Paul Lea

No. 72, 7
- Positions: Defensive tackle, tackle

Personal information
- Born: February 19, 1929 Breckenridge, Texas, U.S.
- Died: May 19, 2009 (aged 80) Raton, New Mexico, U.S.
- Listed height: 6 ft 2 in (1.88 m)
- Listed weight: 240 lb (109 kg)

Career information
- College: Tulane
- NFL draft: 1951: 7th round, 84th overall pick

Career history
- Pittsburgh Steelers (1951); Calgary Stampeders (1952);
- Stats at Pro Football Reference

= Paul Lea =

American football player and physician (1929–2009)

Paul Lea (February 19, 1929 - May 19, 2009) was an American physician and professional football player.

Lea played college football at Tulane University, where he was an offensive and defensive tackle. He was a first-team all-Southeastern Conference selection from 1948 to 1950, and was named to the 1948 College Football All-America Team as a sophomore.

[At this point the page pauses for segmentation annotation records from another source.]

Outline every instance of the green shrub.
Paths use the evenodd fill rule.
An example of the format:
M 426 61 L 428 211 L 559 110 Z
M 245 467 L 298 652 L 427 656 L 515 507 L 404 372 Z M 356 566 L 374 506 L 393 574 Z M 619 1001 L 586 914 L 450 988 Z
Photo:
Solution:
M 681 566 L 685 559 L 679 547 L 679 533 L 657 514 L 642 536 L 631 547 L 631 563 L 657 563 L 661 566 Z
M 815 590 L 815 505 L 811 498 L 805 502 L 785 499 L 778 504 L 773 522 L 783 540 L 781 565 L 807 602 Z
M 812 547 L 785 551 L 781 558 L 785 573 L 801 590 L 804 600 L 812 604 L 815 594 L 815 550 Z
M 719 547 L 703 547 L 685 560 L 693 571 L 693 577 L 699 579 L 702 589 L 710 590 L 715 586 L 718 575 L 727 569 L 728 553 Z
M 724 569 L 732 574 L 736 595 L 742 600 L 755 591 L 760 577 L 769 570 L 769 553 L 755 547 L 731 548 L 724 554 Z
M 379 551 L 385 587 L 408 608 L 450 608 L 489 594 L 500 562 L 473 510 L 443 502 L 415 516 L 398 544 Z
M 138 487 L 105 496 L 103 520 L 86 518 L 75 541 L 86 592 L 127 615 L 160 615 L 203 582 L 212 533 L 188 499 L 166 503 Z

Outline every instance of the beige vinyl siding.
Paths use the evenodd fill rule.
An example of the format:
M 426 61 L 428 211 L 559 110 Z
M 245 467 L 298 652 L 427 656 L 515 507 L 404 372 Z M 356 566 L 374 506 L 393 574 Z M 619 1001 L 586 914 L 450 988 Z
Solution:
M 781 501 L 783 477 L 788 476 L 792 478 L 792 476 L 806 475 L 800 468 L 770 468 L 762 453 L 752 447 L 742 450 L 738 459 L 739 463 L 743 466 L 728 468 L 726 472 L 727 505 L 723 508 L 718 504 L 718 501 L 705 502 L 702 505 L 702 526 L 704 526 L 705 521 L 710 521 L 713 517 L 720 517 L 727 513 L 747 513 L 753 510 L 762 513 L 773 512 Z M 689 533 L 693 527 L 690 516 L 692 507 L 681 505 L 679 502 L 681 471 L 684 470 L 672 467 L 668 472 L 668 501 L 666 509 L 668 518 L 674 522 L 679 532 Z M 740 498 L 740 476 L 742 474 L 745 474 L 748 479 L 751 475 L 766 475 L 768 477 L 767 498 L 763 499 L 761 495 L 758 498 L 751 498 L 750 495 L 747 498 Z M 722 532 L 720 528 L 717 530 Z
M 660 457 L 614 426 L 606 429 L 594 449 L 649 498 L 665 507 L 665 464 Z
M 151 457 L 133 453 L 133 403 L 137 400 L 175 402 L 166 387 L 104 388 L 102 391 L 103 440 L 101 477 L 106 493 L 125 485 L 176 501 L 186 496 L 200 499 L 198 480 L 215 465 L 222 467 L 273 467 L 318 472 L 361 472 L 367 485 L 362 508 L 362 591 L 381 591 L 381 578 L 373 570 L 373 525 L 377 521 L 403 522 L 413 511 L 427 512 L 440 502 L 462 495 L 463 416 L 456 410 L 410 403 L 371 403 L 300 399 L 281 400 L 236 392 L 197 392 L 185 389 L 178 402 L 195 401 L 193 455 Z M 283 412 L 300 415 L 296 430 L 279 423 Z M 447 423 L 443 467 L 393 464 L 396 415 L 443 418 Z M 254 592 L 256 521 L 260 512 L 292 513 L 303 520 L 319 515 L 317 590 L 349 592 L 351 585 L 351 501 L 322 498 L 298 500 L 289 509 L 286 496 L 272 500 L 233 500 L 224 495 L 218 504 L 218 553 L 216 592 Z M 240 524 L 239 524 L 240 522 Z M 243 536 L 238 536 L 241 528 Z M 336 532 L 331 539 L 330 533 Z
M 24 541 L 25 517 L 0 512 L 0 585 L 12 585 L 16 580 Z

Lea was selected 84th overall by the Chicago Bears in the seventh round of the 1951 NFL draft. The Bears traded him to the Pittsburgh Steelers, for whom he appeared in nine games in the 1951 season. He also played for the Calgary Stampeders of the Canadian Football League (CFL).

After his football career, Lea returned to New Orleans and graduated from Tulane Medical School. He became an anesthesiologist and was director of anesthesia at Methodist Hospital in eastern New Orleans for 30 years. After Hurricane Katrina destroyed his New Orleans home in 2005, he moved to Gunnison, Colorado. He died on May 19, 2009, while traveling to Gunnison.